Community Well-Being –
• Increase of $4.5 million for the Human Services Agency due to a $4.8 million decrease from CalWORKS, CalFresh and IHSS due to new cost-sharing of MOE.
• Increases to child and family services, mental health youth family program (Continuum of Care for Foster Youth.)
• Increases for senior nutrition and fall prevention.
• Increases to the Medical Examiner for administrative oversight and a system upgrade for Lodox radiology equipment.
• Mental health: Laura’s Law implemented, children’s crisis stabilization unit opened in Oxnard and adult mental health rehabilitation center opened in Camarillo.

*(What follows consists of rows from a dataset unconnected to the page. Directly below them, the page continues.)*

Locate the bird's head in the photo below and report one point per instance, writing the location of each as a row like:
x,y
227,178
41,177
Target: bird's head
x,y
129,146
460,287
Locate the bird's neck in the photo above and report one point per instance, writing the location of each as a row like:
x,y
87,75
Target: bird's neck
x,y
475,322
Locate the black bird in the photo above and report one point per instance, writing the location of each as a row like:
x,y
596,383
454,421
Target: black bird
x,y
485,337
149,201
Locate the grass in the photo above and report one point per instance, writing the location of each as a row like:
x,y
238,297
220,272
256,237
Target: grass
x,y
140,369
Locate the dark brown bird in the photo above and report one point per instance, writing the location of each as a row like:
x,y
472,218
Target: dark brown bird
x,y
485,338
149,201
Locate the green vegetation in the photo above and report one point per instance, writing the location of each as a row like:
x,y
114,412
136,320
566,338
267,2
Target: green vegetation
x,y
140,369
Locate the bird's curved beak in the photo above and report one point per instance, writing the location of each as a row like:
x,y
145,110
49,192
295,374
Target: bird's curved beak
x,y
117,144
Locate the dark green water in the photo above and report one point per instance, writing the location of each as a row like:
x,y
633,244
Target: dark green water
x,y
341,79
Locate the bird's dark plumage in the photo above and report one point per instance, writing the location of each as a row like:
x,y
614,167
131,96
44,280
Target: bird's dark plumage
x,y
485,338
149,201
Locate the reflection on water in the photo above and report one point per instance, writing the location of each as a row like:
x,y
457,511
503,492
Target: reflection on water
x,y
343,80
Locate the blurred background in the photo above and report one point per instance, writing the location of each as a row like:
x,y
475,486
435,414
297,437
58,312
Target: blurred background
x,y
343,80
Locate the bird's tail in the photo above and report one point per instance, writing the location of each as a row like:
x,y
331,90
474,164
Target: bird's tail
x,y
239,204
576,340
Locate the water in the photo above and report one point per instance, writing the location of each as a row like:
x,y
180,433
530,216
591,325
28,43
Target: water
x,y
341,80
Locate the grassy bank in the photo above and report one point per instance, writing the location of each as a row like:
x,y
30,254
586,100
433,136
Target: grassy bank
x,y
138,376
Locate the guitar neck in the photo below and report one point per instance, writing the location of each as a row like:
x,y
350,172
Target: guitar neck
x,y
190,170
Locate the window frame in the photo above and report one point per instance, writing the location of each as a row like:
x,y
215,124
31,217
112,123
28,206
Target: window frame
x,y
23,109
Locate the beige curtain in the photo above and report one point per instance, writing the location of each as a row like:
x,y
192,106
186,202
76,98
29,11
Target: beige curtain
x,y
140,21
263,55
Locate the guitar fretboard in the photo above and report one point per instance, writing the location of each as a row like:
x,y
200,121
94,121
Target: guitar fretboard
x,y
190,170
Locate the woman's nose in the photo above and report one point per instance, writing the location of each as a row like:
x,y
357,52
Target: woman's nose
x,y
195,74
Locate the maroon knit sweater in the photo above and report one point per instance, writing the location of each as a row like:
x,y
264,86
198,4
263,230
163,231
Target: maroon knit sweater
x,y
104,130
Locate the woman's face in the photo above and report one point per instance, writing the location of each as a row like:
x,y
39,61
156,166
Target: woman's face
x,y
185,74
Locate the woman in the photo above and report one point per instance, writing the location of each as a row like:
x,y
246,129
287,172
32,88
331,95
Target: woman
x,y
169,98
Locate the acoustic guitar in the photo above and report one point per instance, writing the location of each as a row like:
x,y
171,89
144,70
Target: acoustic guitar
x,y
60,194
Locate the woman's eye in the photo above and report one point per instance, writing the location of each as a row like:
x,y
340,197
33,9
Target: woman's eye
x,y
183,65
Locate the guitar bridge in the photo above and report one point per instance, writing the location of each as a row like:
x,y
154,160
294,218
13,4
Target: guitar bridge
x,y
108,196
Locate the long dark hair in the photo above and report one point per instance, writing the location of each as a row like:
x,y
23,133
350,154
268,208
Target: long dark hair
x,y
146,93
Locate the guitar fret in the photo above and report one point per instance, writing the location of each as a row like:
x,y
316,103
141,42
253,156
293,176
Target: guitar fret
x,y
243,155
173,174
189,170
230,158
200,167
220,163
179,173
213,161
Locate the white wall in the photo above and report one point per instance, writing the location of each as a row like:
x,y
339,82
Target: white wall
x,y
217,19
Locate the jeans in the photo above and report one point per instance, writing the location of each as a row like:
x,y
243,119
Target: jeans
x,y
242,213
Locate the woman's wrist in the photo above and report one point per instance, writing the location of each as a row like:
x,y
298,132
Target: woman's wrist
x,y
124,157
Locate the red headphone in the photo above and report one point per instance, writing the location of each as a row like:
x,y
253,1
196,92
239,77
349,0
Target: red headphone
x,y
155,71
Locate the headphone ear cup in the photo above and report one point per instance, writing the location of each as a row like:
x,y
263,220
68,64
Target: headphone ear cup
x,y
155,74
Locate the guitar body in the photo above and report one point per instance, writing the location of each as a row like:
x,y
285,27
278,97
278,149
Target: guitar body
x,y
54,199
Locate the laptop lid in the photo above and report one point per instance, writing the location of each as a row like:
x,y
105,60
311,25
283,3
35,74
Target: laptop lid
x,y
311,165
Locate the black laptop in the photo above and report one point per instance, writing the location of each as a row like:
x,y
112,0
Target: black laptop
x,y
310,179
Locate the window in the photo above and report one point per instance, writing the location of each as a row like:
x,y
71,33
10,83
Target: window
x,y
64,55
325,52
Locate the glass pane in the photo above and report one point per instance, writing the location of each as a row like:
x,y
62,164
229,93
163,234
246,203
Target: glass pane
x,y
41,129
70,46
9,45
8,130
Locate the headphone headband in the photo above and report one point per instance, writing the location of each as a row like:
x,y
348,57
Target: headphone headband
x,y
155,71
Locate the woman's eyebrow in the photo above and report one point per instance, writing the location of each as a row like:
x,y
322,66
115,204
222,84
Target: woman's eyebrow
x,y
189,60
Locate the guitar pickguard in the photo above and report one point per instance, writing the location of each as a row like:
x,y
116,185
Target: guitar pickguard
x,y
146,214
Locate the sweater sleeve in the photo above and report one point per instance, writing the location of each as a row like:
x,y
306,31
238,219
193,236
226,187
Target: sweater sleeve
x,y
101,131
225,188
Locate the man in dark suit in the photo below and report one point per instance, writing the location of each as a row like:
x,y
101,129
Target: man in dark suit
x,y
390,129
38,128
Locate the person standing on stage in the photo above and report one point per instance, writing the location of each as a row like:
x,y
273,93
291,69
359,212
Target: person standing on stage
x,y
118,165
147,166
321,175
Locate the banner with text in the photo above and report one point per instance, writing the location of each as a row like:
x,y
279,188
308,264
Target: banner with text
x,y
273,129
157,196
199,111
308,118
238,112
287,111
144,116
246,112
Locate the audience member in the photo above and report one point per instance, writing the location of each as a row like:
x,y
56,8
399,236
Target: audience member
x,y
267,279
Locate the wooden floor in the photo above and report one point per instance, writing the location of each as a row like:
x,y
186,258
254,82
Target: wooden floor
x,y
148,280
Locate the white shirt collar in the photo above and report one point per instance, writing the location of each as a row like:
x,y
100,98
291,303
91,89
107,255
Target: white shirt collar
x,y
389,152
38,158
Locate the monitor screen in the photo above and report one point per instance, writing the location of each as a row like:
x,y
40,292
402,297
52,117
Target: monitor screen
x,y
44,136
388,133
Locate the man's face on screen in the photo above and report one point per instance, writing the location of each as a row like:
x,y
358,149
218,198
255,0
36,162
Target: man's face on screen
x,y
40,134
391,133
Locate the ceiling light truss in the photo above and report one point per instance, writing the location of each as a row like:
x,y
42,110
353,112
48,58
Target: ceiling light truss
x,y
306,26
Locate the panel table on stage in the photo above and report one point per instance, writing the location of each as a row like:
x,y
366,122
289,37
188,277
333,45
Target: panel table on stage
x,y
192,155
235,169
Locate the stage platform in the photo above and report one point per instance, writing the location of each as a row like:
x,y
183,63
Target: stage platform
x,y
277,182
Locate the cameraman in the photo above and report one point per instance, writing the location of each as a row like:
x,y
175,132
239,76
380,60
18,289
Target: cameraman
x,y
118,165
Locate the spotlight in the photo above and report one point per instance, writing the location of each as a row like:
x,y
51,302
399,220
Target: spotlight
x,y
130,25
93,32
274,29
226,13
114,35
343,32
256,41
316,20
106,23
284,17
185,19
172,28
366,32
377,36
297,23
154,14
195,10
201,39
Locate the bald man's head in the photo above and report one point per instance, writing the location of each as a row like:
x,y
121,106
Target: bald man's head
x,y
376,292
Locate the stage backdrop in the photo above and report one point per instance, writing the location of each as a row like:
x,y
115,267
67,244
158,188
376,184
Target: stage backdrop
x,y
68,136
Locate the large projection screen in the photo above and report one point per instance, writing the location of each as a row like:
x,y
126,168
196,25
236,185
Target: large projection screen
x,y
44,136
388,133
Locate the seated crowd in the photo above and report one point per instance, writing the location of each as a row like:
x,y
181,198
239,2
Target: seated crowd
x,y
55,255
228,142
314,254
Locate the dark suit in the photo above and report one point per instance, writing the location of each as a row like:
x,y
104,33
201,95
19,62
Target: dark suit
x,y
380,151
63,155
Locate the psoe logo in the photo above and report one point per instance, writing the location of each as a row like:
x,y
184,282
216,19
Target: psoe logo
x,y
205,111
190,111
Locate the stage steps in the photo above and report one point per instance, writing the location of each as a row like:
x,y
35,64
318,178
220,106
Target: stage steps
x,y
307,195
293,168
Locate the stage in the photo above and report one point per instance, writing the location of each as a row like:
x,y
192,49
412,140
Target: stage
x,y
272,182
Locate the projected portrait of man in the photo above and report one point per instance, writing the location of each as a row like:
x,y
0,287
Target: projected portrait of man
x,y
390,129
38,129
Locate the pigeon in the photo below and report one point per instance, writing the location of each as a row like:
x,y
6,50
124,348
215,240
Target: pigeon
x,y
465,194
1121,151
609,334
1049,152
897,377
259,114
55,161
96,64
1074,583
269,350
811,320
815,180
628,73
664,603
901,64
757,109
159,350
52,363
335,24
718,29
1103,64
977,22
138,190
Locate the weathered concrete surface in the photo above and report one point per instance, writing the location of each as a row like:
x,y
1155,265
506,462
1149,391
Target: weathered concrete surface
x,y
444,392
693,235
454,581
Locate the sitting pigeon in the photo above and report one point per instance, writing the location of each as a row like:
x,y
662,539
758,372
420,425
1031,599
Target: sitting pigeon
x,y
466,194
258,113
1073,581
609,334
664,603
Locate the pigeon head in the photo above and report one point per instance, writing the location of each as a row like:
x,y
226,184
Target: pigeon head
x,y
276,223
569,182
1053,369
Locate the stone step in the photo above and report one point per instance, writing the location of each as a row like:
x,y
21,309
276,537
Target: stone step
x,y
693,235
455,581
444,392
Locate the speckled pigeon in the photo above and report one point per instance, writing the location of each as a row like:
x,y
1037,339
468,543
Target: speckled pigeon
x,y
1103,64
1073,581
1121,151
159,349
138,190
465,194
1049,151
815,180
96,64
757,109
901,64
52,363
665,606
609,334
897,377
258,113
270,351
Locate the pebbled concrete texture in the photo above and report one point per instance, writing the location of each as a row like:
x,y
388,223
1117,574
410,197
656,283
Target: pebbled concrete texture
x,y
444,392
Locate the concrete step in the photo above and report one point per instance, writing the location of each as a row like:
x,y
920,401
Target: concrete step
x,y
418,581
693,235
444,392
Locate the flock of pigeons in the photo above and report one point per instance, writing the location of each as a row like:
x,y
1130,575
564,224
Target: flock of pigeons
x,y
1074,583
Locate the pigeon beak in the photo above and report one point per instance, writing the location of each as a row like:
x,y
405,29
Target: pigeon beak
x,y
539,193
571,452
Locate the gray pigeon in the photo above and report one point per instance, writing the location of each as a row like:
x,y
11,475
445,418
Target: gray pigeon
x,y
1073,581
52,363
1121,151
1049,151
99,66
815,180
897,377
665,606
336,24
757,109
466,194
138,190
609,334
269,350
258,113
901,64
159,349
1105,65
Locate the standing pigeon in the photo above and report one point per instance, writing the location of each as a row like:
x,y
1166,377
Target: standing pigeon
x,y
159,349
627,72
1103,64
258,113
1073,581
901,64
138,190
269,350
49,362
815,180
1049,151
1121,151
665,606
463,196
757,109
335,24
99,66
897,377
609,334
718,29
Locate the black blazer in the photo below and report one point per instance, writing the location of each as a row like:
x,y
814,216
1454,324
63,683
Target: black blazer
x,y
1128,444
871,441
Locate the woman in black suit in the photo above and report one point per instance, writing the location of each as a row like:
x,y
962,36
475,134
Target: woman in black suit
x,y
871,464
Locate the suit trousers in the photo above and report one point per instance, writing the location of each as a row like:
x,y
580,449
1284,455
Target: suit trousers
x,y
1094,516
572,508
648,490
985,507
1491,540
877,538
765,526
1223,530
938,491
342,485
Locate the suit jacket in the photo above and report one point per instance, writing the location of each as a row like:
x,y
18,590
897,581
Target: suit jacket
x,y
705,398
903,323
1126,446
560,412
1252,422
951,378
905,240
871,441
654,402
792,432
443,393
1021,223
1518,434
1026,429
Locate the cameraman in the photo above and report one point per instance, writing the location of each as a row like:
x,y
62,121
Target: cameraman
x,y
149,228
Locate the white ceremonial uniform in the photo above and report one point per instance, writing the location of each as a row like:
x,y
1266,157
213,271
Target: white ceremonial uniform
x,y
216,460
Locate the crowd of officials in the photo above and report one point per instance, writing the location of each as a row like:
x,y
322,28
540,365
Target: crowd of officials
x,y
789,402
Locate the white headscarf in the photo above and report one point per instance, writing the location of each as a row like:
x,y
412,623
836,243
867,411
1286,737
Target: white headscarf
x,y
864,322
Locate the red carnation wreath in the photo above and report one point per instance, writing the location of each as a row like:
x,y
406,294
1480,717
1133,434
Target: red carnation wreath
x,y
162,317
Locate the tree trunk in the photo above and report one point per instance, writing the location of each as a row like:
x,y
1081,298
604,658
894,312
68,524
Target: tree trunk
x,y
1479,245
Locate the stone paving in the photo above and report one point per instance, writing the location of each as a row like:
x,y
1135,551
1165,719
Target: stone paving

Investments in Capital infrastructure –
• Todd Road jail Medical Facility.
• Camarillo Airport new apron and hangars.
• Technology: Human Resources and payroll system, disability management, property tax and collection system.
• Harbor administration building.
• Payroll and Time and Attendance System at the Ventura County Medical Center.
Other Highlights –
• Awarded Whole Person Care pilot program.
• Funding for homeless prevention and rapid rehousing.
• Expanded services and hours for County Clerk-Recorder in East County.
• Funding for Information Technology enhancements to cyber-security and disability management.
• Required maintenance for County facilities.
• Road Repair and Accountability Act.